Source Citation Format¶
% Rule declaration with mandatory metadata
rule(r_bb_beheima_achiila).
makor(r_bb_beheima_achiila, sa("yd:87:1")).
madrega(r_bb_beheima_achiila, d_oraita).
scope(r_bb_beheima_achiila, mechaber).
% The rule body
asserts(mechaber, issur(achiila, M, d_oraita)) :-
is_beheima_chalav_mixture(M).
Source Types¶
| Prefix | Source | Example |
|---|---|---|
sa |
Shulchan Aruch | sa("yd:87:1") |
rema |
Rema's gloss | rema("yd:87:3") |
taz |
Turei Zahav | taz("yd:87:3") |
shach |
Siftei Kohen | shach("yd:87:5") |
biur_hagra |
Vilna Gaon | biur_hagra("yd:87:1") |
mishnah_berurah |
Mishnah Berurah | mishnah_berurah("yd:87:3") |
beit_yosef |
Beit Yosef | beit_yosef("yd:87") |
Constraint Enforcement¶
% From schema/constraints.lp
% Rules must have at least one makor
:- rule(R), not has_makor(R).
has_makor(R) :- rule(R), makor(R, _).
% Rules must be scoped to a world
:- rule(R), not has_scope(R).
has_scope(R) :- rule(R), scope(R, _).
Explanation Generation¶
The explain command traces the full derivation:
Output includes the complete reasoning chain with sources.
8. Interpretation Layer Semantics¶
The Innovation¶
Mistaber separates world rulings (what an authority holds) from interpretations (how commentators clarify or modify those rulings).
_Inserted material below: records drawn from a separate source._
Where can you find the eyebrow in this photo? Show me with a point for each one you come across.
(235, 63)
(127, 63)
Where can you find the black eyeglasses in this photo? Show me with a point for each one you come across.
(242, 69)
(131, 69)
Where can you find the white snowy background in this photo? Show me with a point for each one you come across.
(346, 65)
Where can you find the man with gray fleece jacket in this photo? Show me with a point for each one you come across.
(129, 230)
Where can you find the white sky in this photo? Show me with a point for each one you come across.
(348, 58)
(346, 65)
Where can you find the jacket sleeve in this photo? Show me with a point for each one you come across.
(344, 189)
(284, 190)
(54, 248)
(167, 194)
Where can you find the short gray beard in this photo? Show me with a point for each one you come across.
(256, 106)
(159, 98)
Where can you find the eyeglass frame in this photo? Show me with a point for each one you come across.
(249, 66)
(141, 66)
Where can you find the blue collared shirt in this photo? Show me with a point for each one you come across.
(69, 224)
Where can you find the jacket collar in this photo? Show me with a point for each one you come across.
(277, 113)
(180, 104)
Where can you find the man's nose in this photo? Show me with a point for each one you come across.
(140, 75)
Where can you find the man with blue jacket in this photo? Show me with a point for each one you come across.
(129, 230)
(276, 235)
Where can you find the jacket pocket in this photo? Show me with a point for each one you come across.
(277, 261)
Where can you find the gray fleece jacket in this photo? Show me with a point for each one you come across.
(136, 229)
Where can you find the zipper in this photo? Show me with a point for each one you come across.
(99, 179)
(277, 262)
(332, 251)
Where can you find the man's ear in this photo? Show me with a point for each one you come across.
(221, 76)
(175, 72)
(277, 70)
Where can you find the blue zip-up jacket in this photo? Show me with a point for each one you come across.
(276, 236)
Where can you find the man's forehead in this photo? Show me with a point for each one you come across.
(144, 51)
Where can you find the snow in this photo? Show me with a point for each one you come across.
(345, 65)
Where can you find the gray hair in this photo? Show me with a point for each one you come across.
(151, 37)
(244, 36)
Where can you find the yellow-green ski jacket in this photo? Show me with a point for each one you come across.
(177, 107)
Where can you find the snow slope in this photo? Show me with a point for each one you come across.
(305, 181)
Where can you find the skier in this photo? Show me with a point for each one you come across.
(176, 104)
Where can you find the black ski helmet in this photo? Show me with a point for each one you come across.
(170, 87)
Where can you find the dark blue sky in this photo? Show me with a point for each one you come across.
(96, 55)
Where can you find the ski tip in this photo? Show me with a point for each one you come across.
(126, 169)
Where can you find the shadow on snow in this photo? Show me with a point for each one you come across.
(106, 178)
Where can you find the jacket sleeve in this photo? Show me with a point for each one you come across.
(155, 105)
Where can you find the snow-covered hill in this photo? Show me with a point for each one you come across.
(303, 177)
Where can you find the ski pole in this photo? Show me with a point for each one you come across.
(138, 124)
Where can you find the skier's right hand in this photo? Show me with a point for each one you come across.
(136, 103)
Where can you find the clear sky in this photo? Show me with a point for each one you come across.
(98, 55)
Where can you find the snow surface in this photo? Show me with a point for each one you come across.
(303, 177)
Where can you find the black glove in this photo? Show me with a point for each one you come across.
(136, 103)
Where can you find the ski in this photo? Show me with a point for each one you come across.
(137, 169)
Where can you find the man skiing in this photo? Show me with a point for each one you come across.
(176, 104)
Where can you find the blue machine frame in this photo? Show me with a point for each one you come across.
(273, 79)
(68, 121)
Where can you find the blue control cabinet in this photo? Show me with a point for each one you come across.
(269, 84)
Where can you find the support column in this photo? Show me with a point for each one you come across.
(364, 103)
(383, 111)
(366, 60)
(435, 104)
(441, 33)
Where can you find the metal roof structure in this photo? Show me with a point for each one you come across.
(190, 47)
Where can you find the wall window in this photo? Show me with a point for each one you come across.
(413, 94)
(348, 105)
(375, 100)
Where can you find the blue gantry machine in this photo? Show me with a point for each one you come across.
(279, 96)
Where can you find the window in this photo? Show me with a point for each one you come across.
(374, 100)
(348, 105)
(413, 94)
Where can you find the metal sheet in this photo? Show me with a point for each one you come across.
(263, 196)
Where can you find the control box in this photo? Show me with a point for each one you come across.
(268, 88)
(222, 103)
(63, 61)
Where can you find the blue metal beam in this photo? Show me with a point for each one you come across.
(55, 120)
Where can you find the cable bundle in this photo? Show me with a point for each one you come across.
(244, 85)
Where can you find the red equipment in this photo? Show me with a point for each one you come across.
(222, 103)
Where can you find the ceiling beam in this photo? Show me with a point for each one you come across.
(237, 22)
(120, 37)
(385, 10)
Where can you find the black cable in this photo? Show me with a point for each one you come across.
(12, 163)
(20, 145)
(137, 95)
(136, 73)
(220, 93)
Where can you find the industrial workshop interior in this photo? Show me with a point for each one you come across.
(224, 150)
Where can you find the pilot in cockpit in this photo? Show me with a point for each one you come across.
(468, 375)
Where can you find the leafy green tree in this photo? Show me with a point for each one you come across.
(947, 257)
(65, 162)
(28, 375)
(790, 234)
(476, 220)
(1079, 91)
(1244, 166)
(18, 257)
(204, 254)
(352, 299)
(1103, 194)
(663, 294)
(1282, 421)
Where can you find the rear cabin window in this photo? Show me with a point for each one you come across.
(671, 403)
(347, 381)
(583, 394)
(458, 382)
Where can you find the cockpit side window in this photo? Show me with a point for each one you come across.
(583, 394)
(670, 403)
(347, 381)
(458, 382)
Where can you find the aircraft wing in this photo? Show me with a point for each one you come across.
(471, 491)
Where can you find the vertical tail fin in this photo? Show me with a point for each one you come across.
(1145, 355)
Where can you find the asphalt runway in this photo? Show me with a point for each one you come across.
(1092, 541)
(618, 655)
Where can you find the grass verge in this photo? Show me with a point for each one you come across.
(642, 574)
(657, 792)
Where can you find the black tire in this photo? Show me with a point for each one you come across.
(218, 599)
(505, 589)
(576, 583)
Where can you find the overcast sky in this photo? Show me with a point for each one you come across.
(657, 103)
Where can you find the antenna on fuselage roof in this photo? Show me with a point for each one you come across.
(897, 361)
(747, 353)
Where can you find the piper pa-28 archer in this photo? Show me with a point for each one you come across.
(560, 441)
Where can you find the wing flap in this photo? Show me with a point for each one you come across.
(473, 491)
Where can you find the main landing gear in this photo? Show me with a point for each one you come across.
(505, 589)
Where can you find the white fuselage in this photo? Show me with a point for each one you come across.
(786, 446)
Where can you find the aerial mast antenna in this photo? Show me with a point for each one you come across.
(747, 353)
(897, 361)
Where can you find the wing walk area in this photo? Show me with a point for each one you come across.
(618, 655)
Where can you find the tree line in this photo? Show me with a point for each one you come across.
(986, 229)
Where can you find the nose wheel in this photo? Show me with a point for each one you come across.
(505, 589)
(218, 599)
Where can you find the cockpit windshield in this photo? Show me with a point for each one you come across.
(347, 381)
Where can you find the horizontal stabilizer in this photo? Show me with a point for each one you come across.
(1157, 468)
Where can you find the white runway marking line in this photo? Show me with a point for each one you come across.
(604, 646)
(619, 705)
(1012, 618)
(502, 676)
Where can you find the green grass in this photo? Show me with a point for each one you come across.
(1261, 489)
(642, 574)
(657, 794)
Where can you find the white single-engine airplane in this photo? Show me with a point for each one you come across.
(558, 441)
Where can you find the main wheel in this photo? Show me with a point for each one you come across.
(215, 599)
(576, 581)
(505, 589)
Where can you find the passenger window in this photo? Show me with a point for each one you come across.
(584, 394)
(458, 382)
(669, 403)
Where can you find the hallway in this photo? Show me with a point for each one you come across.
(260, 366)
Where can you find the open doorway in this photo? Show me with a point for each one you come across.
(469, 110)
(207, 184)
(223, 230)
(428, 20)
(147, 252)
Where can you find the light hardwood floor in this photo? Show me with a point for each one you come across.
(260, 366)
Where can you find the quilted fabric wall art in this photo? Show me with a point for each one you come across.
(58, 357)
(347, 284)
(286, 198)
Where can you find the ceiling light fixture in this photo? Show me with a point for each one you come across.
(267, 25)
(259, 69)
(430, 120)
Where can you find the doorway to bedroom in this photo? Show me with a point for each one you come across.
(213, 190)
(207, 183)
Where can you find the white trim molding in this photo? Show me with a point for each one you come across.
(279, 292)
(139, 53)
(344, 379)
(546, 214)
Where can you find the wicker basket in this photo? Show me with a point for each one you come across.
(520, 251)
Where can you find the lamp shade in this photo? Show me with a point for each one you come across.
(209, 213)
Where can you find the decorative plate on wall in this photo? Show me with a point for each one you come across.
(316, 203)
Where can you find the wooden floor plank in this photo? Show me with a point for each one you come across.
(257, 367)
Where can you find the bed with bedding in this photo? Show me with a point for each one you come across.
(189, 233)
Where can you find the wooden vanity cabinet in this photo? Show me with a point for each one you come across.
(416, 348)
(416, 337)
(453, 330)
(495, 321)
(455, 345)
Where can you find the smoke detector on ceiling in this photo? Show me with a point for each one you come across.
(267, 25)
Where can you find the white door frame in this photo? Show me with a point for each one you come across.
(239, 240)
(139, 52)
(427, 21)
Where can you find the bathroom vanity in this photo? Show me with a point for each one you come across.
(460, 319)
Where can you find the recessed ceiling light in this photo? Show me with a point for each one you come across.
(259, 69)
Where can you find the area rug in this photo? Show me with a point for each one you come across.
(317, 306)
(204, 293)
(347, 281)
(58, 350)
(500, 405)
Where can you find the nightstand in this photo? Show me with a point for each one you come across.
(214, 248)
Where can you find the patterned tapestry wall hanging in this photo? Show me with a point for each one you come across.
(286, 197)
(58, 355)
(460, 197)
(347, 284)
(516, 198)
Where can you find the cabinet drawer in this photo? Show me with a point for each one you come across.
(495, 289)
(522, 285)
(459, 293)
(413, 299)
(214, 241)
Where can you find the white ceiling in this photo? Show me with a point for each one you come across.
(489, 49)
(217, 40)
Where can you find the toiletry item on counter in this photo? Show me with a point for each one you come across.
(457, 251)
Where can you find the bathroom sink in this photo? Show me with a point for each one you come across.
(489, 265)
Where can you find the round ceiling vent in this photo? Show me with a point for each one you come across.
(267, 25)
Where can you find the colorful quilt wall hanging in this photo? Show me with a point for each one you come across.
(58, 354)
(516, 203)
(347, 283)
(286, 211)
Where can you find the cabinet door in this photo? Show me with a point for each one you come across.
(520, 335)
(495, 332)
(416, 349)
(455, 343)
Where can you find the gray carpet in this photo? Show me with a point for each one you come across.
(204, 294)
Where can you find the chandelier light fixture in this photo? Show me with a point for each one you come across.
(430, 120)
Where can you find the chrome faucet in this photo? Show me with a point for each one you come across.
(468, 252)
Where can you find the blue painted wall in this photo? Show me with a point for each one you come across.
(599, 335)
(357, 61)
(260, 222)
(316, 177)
Commentators like Shach and Taz are not separate worlds; they are interpretation functions operating within existing worlds.
Architecture¶
graph LR
subgraph world["World Layer"]
mechaber["mechaber"]
end
subgraph interp["Interpretation Layer"]
shach["shach"]
taz["taz"]
pri["pri_megadim"]
end
shach --> mechaber
taz --> mechaber
pri --> shach
pri --> tazCommentator Declarations¶
% From interpretations.lp
commentator(shach). % Sifsei Kohen
commentator(taz). % Turei Zahav
commentator(pri_megadim). % R' Yosef Teomim
commentator(pri_chadash). % R' Chizkiyah da Silva
% Who interprets whom
interprets(shach, mechaber).
interprets(taz, mechaber).
interprets(pri_megadim, shach).
interprets(pri_megadim, taz).
Interpretation Types¶
% Type 1: Adds a condition to a rule
adds_condition(shach, r_bb_dag_sakana, cooked_together).
% Type 2: Removes/relaxes a condition
removes_condition(taz, r_bb_dag_sakana, sakana).
% Type 3: Restricts scope
restricts_scope(comm, rule, scope).
% Type 4: Expands scope
expands_scope(taz, r_bitul_shishim, hefsed_merubeh).
The Shach-Taz Dispute¶
A concrete example of the interpretation layer:
% From shach.lp
% Shach: Sakana only applies when COOKED together
adds_condition(shach, r_bb_dag_sakana, cooked_together).
% From taz.lp
% Taz: The entire sakana ruling is a scribal error!
removes_condition(taz, r_bb_dag_sakana, sakana).
annotation(taz, r_bb_dag_sakana, scribal_error_argument).
Precedence Resolution¶
When commentators conflict:
% Default precedence (higher = wins)
interpretation_precedence(mechaber, taz, 1).
interpretation_precedence(mechaber, shach, 2).
interpretation_precedence(mechaber, pri_chadash, 3).
% Conflict detection and resolution
superseded_interpretation(Authority, Rule, Comm1) :-
interpretation(Comm1, Rule, I1),
interpretation(Comm2, Rule, I2),
Comm1 != Comm2,
effective_precedence(Authority, Comm1, Prec1),
effective_precedence(Authority, Comm2, Prec2),
Prec2 > Prec1,
conflicts(I1, I2).
Summary¶
| Contribution | Domain | Impact |
|---|---|---|
| Kripke Semantics | Modal Logic | Multi-tradition reasoning |
| Deontic Extension | Normative Logic | Halacha-specific modalities |
| Upper Ontology | Knowledge Rep. | Formal halachic vocabulary |
| Multi-World Inheritance | KR | Non-monotonic tradition modeling |
| ASP Application | AI/KRR | Non-monotonic halachic inference |
| Safek Calculus | Uncertainty | Formal doubt handling |
| Provenance | Explainability | Traceable conclusions |
| Interpretation Layer | Modularity | Commentator semantics |
These contributions together form a rigorous foundation for computational halacha, enabling verifiable, explainable, and tradition-aware reasoning.